In a call with analysts, Kohl's CEO Michelle Gass said the retailer's returns partnership with Amazon continues to deliver "sequential improvement in traffic," according to a transcript from Motley Fool. But, in light of the fourth quarter's flat comps, those traffic spikes haven't meaningfully translated to sales growth, according to a note from Wells Fargo analysts.
Managing costs, and using those savings toward strategic investments, will remain an "intense focus" this year and beyond, Gass said.
As it looks to drive sales, Kohl's is rolling out across the chain a new juniors private label, Vylette, that showed promise after testing last year in 125 stores, Gass said. More private label efforts are in the works, part of a revamp of women's apparel, which remains a weak spot, she added.
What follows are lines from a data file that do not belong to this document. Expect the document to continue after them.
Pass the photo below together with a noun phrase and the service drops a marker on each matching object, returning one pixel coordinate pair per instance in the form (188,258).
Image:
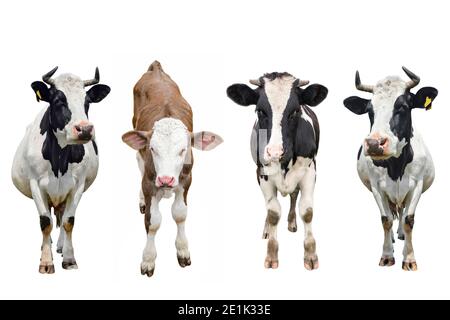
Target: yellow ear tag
(427,104)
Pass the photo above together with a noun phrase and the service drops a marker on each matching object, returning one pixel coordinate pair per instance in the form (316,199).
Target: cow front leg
(307,184)
(68,223)
(179,214)
(387,220)
(141,165)
(270,230)
(292,217)
(46,223)
(409,260)
(152,224)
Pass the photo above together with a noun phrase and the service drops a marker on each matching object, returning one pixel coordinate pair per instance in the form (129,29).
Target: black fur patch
(45,222)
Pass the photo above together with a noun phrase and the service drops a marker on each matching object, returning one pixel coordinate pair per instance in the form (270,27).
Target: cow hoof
(70,265)
(147,269)
(409,266)
(292,226)
(270,263)
(387,261)
(184,261)
(311,263)
(47,269)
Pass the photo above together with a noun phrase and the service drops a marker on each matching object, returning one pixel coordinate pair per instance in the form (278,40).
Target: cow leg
(179,214)
(387,220)
(409,260)
(270,229)
(292,218)
(45,219)
(68,222)
(307,184)
(59,212)
(141,165)
(152,224)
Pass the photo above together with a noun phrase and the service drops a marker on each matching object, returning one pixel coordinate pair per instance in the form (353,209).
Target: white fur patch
(169,144)
(278,92)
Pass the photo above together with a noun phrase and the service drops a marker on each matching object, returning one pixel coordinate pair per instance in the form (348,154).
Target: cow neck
(59,158)
(396,166)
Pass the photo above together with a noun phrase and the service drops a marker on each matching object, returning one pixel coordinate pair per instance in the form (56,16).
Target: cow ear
(242,94)
(313,95)
(205,140)
(137,139)
(98,92)
(357,105)
(41,90)
(424,97)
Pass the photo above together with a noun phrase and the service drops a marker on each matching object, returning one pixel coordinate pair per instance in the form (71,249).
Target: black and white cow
(57,159)
(284,141)
(393,162)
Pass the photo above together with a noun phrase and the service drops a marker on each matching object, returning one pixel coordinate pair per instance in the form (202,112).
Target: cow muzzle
(376,146)
(83,132)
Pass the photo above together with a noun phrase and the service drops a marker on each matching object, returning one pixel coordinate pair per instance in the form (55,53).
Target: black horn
(47,78)
(414,79)
(93,81)
(362,87)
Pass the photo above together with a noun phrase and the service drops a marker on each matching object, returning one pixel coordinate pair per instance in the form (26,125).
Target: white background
(205,47)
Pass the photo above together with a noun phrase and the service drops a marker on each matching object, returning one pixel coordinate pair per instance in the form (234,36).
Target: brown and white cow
(163,135)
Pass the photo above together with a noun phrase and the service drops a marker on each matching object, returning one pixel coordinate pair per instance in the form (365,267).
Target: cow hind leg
(179,214)
(292,217)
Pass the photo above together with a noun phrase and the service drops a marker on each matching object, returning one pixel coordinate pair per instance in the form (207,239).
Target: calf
(284,143)
(164,139)
(393,161)
(57,159)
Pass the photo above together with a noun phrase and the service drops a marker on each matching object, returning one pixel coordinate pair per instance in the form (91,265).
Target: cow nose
(84,132)
(375,147)
(166,181)
(274,152)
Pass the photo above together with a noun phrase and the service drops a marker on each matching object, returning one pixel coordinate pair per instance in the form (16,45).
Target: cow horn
(414,79)
(256,82)
(47,78)
(93,81)
(302,83)
(360,86)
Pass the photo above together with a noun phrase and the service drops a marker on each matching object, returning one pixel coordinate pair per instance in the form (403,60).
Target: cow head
(278,98)
(69,102)
(169,144)
(390,113)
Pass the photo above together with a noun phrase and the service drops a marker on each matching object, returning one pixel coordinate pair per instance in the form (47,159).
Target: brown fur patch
(307,217)
(310,245)
(273,217)
(387,223)
(272,248)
Kohl's appears to be taking a page from Target's playbook. The mass merchant in recent years swept away many of its private labels and brand partnerships, introducing new ones that have been key to its recent success.
In addition to the new private label for teens, Kohl's is expanding last year's tie-ups with emerging brands LovePop, Kid Made Modern and Luca + Danni. Those were successful enough to warrant expansion to most stores this year, Gass said.
It's not clear whether the discount department store's emphasis on expense management might interfere with any overhaul of its women's apparel business. And several analysts on Tuesday expressed concern about how much the retailer's agreement to take Amazon returns in all stores is really helping it.
More details on the company's tactics to move the needle in women's apparel will be released at its investors day later in the month, Gass said. Kohl's broader, longer-term fortunes "center on sustainable improvement in Women's, and Digital and concrete signs showing return on the Kohl's Amazon returns partnership," Wedbush analysts led by Jen Redding said in a client note emailed to Retail Dive.
Gass spoke to analysts regarding the company's fourth quarter, when revenue rose 0.1% to $6.8 billion, beating most estimates. Reported net income fell 3% to $265 million, according to a company press release.
Gross margin in the quarter contracted to 32.7% from 33.5%, the company also said. Wedbush analysts noted that promotions have been running higher year over year, with "a sharp spike in inventories."